Optical Coupling Enhancement Of Slot Waveguide

The development of the modern optical devices trends to be integrated and high speed. The slot waveguides attracted greatly interest of the scientist due to its properties of the high confinement and high intensity. The slot waveguides have a diverse range of applications, such as sensors, opto-mechanical device actuation and nanophotonic devices.Firstly, the paper investigates the properties of the surface plasmon polaritons. The optical transmission properties of the slot waveguide and the V-groove waveguide are studied based on the Finite-difference time-domain method and the metal dispersion model at light wave band which are presented in the paper. A method of improving the optical confinement in the optical waveguide is presented, and explain the theory of the optical coupling enhancement of the metallic gratings. The electric field enhancement of traditional silicon slot waveguide is significant, however the magnetic field in the slot region is not enhanced. Both of the electric field and the magnetic field in the slot with metallic gratings are greatly enhanced. The dependence of the electric field enhancement on the width of the metal gap and the wavelength is systematically studied, and the result shows that the electric field enhancement factor gets the strongest when the gap width is about 0.01 times of the wavelength and the mechanism of the enhancement is theoretically analyzed.

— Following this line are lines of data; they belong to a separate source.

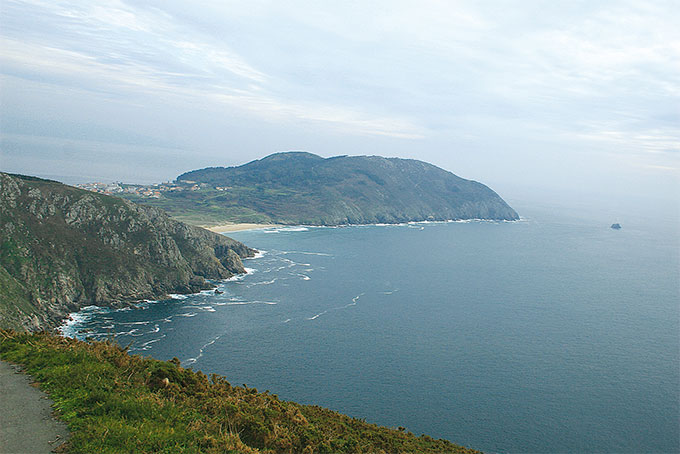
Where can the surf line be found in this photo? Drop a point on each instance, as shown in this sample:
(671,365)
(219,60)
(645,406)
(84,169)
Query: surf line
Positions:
(353,303)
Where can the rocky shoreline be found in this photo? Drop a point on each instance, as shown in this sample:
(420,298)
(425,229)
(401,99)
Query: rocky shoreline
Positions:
(64,248)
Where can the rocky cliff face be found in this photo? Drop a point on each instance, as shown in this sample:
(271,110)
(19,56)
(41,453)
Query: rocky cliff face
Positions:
(63,248)
(302,188)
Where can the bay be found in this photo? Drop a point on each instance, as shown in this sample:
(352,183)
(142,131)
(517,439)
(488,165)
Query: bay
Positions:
(552,334)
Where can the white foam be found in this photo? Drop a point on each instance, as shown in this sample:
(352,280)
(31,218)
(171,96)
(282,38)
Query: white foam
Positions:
(307,253)
(189,361)
(264,282)
(317,315)
(147,345)
(243,303)
(258,255)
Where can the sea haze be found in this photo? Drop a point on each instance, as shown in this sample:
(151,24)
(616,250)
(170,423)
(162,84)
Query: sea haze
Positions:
(551,334)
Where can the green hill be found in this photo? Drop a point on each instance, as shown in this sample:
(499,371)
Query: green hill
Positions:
(62,248)
(302,188)
(119,403)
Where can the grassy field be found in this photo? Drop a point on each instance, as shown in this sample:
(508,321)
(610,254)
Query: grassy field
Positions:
(114,402)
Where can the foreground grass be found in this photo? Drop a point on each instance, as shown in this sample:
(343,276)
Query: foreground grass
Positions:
(114,402)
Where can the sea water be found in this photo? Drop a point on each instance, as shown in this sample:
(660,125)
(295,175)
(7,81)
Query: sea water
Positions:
(551,334)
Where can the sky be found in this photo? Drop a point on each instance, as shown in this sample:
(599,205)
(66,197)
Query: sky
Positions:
(579,97)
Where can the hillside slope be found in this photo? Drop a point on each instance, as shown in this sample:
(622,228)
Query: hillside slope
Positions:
(302,188)
(63,248)
(114,402)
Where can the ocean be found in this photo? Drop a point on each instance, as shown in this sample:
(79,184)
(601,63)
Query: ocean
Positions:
(551,334)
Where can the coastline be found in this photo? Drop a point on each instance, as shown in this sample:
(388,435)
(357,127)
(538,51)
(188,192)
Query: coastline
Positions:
(238,227)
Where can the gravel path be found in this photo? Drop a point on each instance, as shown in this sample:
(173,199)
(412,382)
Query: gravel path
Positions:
(26,422)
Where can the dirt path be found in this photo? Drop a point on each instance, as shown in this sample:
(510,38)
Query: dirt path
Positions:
(26,423)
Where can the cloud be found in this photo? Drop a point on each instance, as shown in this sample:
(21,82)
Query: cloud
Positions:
(91,53)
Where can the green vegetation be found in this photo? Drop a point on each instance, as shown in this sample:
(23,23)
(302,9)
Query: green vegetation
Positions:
(62,248)
(114,402)
(302,188)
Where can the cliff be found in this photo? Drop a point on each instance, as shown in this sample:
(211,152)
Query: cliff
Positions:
(62,248)
(302,188)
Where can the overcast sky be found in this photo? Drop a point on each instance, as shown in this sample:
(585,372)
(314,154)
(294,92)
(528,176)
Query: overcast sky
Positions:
(540,94)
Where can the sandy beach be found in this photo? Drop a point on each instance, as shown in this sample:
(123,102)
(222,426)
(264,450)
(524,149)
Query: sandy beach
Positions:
(238,227)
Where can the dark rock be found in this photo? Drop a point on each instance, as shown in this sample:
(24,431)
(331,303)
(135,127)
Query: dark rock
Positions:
(62,248)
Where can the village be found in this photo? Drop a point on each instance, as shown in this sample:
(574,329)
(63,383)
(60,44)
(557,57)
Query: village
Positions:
(153,191)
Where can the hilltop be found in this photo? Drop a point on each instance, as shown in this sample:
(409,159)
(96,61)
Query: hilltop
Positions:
(63,248)
(303,188)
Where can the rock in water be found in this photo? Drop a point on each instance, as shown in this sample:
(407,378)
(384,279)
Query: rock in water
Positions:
(303,188)
(62,248)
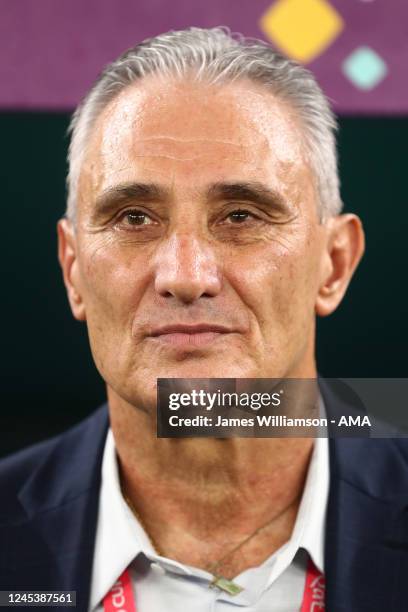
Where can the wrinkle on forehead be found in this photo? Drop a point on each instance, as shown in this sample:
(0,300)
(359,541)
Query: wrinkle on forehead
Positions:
(193,129)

The transmission of the slot waveguide with vertical metallic gratings is investigated, and the results show that, as the slot size and the width of the metal gap increases, the electric field enhancement decreases and trends to be stabilized.The transmission of a V-groove slot waveguide based on the slot waveguide with two parallel nanowires is studied. The metallic gratings for the electric and magnetic field in the slot has significant effect due to the surface plasmon polaritons in the gratings, which result in a decrease of the effective refractive index in the slot, and enhances the optical coupling of the waveguide. The results show that the metallic gratings can be applied to other optical waveguide, and provide a reference for designing high confinement optical waveguide.